Erin W Gilbert, MD, Vincent L Harrison, MD, Brett C Sheppard, MD
Bilateral laparoscopic adrenalectomy (BLA) is an effective therapy for the management of persistent hypercortisolism in patients after failed transphenoidal pituitary tumor resection for Cushing’s disease. Extracortical adrenal tissue has been previously identified as a source of persistent hypercortisolism and, if not resected along with both adrenal glands, may lead to treatment failure. We report a reliable and reproducible technique for BLA in patients with Cushing’s disease which reduces the likelihood of retained extra-adrenal cortical rests and may reduce intraoperative complications.
A 10 year retrospective review of all patients who underwent BLA at a single tertiary care center was performed.

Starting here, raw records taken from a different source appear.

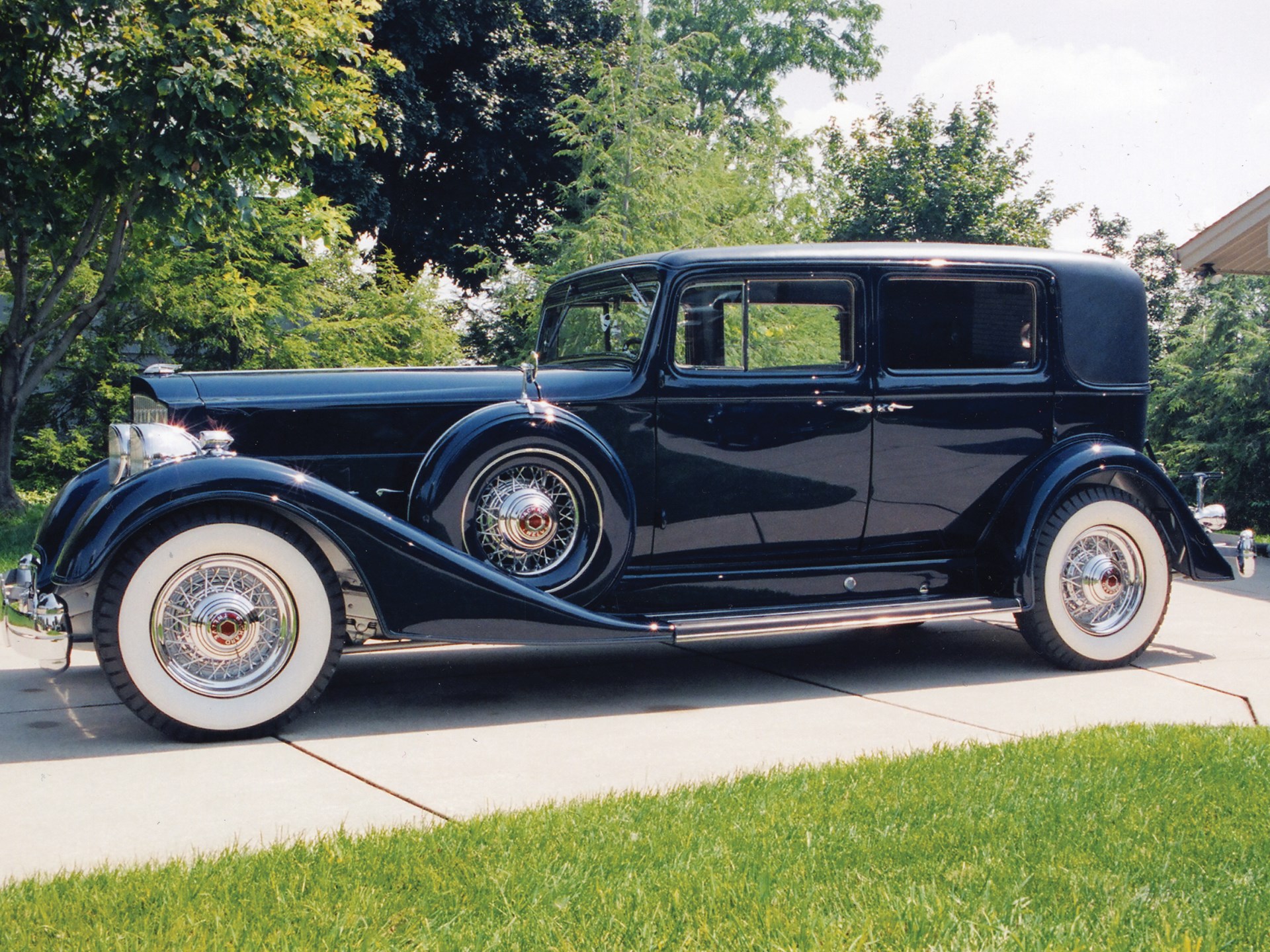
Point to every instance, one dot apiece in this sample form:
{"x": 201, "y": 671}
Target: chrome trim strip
{"x": 839, "y": 617}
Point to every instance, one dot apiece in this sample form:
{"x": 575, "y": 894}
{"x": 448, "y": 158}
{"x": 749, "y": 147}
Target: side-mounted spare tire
{"x": 536, "y": 495}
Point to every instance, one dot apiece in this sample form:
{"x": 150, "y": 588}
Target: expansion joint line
{"x": 1245, "y": 698}
{"x": 760, "y": 668}
{"x": 367, "y": 781}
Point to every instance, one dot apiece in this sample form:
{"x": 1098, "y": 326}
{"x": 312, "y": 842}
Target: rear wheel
{"x": 1103, "y": 582}
{"x": 220, "y": 625}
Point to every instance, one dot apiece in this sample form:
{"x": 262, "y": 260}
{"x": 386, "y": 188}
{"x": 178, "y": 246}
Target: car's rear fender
{"x": 1010, "y": 539}
{"x": 418, "y": 586}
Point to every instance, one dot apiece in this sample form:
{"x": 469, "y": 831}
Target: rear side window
{"x": 958, "y": 324}
{"x": 767, "y": 325}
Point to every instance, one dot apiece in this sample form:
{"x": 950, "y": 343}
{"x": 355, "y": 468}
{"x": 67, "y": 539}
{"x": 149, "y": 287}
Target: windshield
{"x": 601, "y": 320}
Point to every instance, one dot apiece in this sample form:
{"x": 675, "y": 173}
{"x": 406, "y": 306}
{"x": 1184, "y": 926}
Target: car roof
{"x": 864, "y": 252}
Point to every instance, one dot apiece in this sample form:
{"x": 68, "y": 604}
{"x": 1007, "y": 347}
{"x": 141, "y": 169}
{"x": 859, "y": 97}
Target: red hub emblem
{"x": 228, "y": 629}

All patients underwent BLA utilizing the psoas sign technique and all procedures were performed using 4 ports replicating these predetermined surgical steps:
1. Identification of the inferior pole of the gland.
2. Identification of the inferior aspect of the adreno-caval groove on the right or the adrenal vein/renal vein confluence on the left.
3. Division of the adrenal vein.
4. Dissection and removal of the adrenal gland in a circumferential manner with clearance of all retroperitoneal fat overlying the psoas muscle.
Between October 1996 and December 2006, 85 patients underwent BLA for refractory Cushing’s disease . Patients were predominantly female (77 of 85) and had a median age of 41 years (17-72).There were 3 intraoperative complications (3.5%) and 2 conversions to an open procedure (2.4%). There was one death. Three patients were identified as having extracortical rests of adrenal tissue within the retroperitoneal fat (3.5%). Mean operative time was 260 minutes (standard deviation 71.59, n=61) and the median estimated blood loss was 50 mL (10-350 mL).
The psoas sign technique provides a clear view of the adrenal fossa and facilitates dissection of the anatomic planes around the adrenal gland. This technique is feasible, reproducible and in our experience allows for safe removal of both adrenal glands and all surrounding extracortical adrenal tissue.